Understanding Autism: Parents, Doctors, and the History of a Disorder
by Chloe Silverman

Autism has attracted a great deal of attention in recent years, thanks to dramatically increasing rates of diagnosis, extensive organizational mobilization, journalistic coverage, biomedical research, and clinical innovation. Understanding Autism, a social history of the expanding diagnostic category of this contested illness, takes a close look at the role of emotion—specifically, of parental love—in the intense and passionate work of biomedical communities investigating autism.

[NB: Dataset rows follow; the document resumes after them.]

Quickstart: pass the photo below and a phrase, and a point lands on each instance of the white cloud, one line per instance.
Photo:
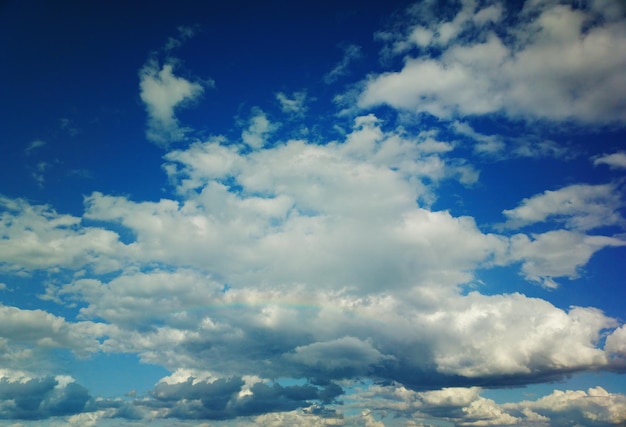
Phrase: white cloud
(579, 207)
(555, 62)
(614, 161)
(558, 253)
(466, 407)
(36, 237)
(163, 92)
(34, 145)
(576, 407)
(295, 104)
(258, 130)
(351, 53)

Chloe Silverman tracks developments in autism theory and practice over the past half-century and shows how an understanding of autism has been constituted and stabilized through vital efforts of schools, gene banks, professional associations, government committees, parent networks, and treatment conferences. She examines the love and labor of parents, who play a role in developing—in conjunction with medical experts—new forms of treatment and therapy for their children. While biomedical knowledge is dispersed through an emotionally neutral, technical language that separates experts from laypeople, parental advocacy and activism call these distinctions into question. Silverman reveals how parental care has been a constant driver in the volatile field of autism research and treatment, and has served as an inspiration for scientific change.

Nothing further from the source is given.